A sharp breath left Lexa's lips and then she pulled back sharply, eyes wide. She lifted shaking fingers to her lips, staring at Clarke in shock. "I… You…" Words escaped her once more. Blinking fiercely, she appeared to draw her jagged edges back together, composing herself admirably. "You say you want this, us, to be based on trust, do you not?"

Clarke nodded, then answered verbally when her silent gesture didn't seem to be enough. "Yes, more than anything."

Lexa grimaced. "Then trust me when I tell you that I'm not ready, not yet. Costia died not a week ago, and I met you only hours past. I cannot be with you with my heart, and I will not be with you with only my body. Can you accept that?"

Clarke examined her carefully. She seemed stoic enough, but her skin was pale and her hands trembled minutely. It seemed she had been pushed to the very limits of her endurance, quite understandably. It had been a very long day for her.
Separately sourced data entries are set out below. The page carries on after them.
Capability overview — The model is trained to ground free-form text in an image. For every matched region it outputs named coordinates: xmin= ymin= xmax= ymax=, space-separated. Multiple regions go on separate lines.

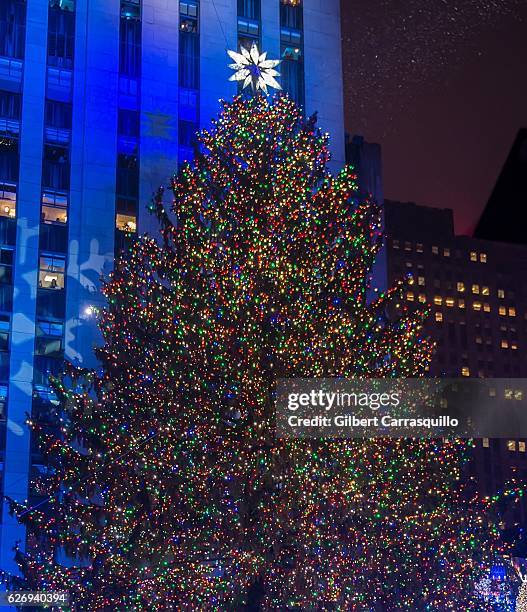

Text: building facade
xmin=0 ymin=0 xmax=344 ymax=571
xmin=384 ymin=200 xmax=527 ymax=538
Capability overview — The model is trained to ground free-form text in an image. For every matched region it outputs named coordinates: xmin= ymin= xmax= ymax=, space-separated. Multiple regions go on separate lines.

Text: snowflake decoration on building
xmin=227 ymin=43 xmax=282 ymax=94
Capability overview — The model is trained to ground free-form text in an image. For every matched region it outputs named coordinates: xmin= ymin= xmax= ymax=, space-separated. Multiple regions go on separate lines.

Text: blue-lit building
xmin=0 ymin=0 xmax=344 ymax=570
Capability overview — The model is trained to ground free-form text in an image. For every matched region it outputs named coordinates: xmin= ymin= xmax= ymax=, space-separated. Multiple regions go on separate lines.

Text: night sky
xmin=342 ymin=0 xmax=527 ymax=233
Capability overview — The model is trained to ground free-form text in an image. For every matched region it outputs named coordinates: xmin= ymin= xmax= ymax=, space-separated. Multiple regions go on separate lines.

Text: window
xmin=0 ymin=247 xmax=13 ymax=285
xmin=0 ymin=0 xmax=26 ymax=59
xmin=45 ymin=100 xmax=71 ymax=130
xmin=117 ymin=108 xmax=139 ymax=138
xmin=48 ymin=6 xmax=75 ymax=69
xmin=0 ymin=91 xmax=22 ymax=119
xmin=40 ymin=192 xmax=68 ymax=224
xmin=38 ymin=255 xmax=66 ymax=289
xmin=238 ymin=0 xmax=260 ymax=20
xmin=0 ymin=184 xmax=16 ymax=219
xmin=0 ymin=136 xmax=18 ymax=183
xmin=179 ymin=26 xmax=199 ymax=89
xmin=179 ymin=0 xmax=199 ymax=34
xmin=35 ymin=321 xmax=64 ymax=357
xmin=42 ymin=145 xmax=70 ymax=191
xmin=119 ymin=18 xmax=141 ymax=79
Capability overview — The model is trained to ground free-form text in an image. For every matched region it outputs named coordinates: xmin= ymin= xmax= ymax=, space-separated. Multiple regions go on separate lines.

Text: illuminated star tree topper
xmin=227 ymin=43 xmax=282 ymax=95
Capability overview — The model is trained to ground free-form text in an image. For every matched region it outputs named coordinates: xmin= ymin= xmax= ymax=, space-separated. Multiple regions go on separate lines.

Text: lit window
xmin=38 ymin=255 xmax=66 ymax=289
xmin=0 ymin=184 xmax=16 ymax=219
xmin=40 ymin=193 xmax=68 ymax=224
xmin=115 ymin=213 xmax=137 ymax=232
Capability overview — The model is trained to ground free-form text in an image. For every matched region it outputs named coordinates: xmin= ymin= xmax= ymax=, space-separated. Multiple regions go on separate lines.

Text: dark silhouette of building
xmin=474 ymin=128 xmax=527 ymax=244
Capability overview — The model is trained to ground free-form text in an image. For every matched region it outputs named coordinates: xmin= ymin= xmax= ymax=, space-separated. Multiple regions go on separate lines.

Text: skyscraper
xmin=0 ymin=0 xmax=344 ymax=570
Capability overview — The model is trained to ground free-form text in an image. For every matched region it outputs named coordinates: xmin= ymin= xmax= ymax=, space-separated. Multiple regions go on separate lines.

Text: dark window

She nodded. "I can. Now, let me give you the gist of what I need from you, and then it will be to the baths and to bed for you." She waited for Lexa's acknowledgement before continuing. "All right. What I need from you is the appearance of a slave. Though you would be allowed to leave at any time with freeman's papers, and though I will draw you a wage which we will discuss later, I need you to pretend that you are my body slave. It will keep people from questioning us. A noblewoman and her personal slave attract no attention, however a noblewoman befriending a freed slave is absolutely out of the question. You understand?"

Lexa nodded. "You swear to me that I can leave if I choose?" Clarke dipped her head. "And you're willing to treat me as an equal in private?" Clarke nodded again. "Then I accept your terms. May we hold off on any more discussion? I believe that fatigue from today's events has begun to catch up with me."

Laughing, Clarke stood up and held out her hand for Lexa to grasp. "Up with you, then. Clean yourself up, then sleep. A healer will be waiting once you get out of the bath. Your bedroom is through here, it's attached to my own. The bath is through that door."

Lexa grunted and stumbled off in the indicated direction, body finally betraying its weariness to the world. Clarke stood for a moment and contemplated the closed door. This… she had not expected this today. Her plans had been vague, formless things before, but upon seeing Lexa fight, they had crystallized into something tangible, something real.

She laughed. This girl inspired her, and Clarke had no idea why. Why she saved her, why she freed her, why she let her set terms to their… what. Relationship? Partnership? Whatever the phrase, one thing was certain. Lexa made her lose control in a most unusual way. For the first time in a long, long time Clarke didn't know what the future held.

At least she'd have her hurricane with her when she found out. A girl forged of sunlight and iron could only make things fun.